Les enfants et les adolescents gravement perturbés peuvent souvent devoir être placés dans des centres résidentiels où leur comportement pourra être géré de manière appropriée, les séparant ainsi de l'environnement qui peut contribuer à leur comportement aberrant.
Les futures recherches doivent se concentrer sur l'identification des facteurs contribuant aux disparités dans les troubles des conduites; les biais culturels et le racisme systémique sont des facteurs importants.

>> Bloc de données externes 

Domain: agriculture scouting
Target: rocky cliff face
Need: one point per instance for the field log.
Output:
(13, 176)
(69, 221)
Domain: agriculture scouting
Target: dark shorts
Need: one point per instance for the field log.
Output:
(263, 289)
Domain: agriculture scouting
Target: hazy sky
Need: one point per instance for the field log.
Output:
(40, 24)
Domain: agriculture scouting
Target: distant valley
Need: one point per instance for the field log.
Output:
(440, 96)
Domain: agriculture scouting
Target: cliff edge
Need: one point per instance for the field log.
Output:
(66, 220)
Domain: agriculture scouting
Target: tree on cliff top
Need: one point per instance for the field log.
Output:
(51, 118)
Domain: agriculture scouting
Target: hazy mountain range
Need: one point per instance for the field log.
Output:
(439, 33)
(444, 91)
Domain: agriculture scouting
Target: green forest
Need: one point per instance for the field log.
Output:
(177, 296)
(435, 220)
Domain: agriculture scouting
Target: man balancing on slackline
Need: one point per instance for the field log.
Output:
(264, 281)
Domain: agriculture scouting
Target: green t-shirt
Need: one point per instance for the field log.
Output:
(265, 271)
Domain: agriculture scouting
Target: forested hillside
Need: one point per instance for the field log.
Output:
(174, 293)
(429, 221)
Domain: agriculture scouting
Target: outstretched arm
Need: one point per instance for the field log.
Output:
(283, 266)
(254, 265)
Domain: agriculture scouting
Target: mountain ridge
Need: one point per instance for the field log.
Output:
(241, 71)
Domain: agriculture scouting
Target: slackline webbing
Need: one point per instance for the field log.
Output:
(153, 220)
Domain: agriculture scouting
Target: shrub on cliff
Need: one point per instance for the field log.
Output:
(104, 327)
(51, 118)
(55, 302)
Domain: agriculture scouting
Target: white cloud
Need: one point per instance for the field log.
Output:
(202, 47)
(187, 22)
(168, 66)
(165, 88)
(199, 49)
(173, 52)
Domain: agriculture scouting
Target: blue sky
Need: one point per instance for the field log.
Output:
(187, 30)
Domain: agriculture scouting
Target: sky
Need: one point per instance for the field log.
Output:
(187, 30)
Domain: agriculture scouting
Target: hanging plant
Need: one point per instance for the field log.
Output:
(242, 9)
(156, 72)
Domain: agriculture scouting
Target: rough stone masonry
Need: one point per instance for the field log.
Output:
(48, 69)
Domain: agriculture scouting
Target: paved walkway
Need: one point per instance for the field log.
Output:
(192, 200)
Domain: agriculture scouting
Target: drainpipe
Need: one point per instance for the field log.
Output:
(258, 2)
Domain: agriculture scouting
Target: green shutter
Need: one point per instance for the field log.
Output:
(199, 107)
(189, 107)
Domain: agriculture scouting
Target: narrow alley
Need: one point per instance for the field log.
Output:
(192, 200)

Références pour le traitement
1. Balia C, Carucci S, Coghill D, Zuddas A. The pharmacological treatment of aggression in children and adolescents with conduct disorder. Do callous-unemotional traits modulate the efficacy of medication? Neurosci Biobehav Rev. 2018;91:218-238. doi:10.1016/j.neubiorev.2017.01.024
2. Greenhill LL, Pliszka S, Dulcan MK, et al. Practice parameter for the use of stimulant medications in the treatment of children, adolescents, and adults. J Am Acad Child Adolesc Psychiatry. 2002;41(2 Suppl):26S-49S. doi:10.1097/00004583-200202001-00003
3. Pringsheim T, Hirsch L, Gardner D, Gorman DA. The pharmacological management of oppositional behaviour, conduct problems, and aggression in children and adolescents with attention-deficit hyperactivity disorder, oppositional defiant disorder, and conduct disorder: a systematic review and meta-analysis. Part 2: antipsychotics and traditional mood stabilizers. Can J Psychiatry. 2015;60(2):52-61. doi:10.1177/070674371506000203
4. Loy JH, Merry SN, Hetrick SE, Stasiak K. Atypical antipsychotics for disruptive behaviour disorders in children and youths. Cochrane Database Syst Rev. 2017;8(8):CD008559. Published 2017 Aug 9. doi:10.1002/14651858.CD008559.pub3
Pronostic du trouble des conduites
Habituellement, les comportements perturbateurs cessent au début de l'âge adulte, mais ils peuvent également persister tout au long de la vie. Bon nombre de ces cas répondent aux critères du trouble de la personnalité antisociale, qui peut survenir chez jusqu'à 50% des jeunes atteints (1). Un début précoce est associé à un moins bon pronostic. Les enfants présentant des traits de froideur émotionnelle manifestent une empathie et une culpabilité réduites, et présentent souvent un pronostic médiocre et une mauvaise réponse au traitement.
Les enfants et adolescents souffrant de trouble des conduites tendent à avoir des taux plus élevés de troubles médicaux généraux comorbides et d'autres troubles psychiatriques. Certains enfants et adolescents développent par la suite des troubles de l'humeur ou anxieux, un symptôme de somatisation ou des troubles liés, une toxicomanie ou des troubles psychotiques au début de l'âge adulte.
Référence pour le pronostic
1. National Collaborating Centre for Mental Health (UK); Social Care Institute for Excellence (UK). Antisocial Behaviour and Conduct Disorders in Children and Young People: Recognition, Intervention and Management. Leicester (UK): British Psychological Society; 2013.
Points clés
Les enfants atteints de troubles des conduites agissent de manière agressive de manière répétée, en violant les droits d'autrui et/ou les normes ou règles de la société; ils ont généralement peu ou pas de remords.
Les comportements perturbateurs continuent à l'âge adulte chez environ un tiers des patients; nombre de ces cas répondent alors aux critères du trouble de la personnalité antisociale.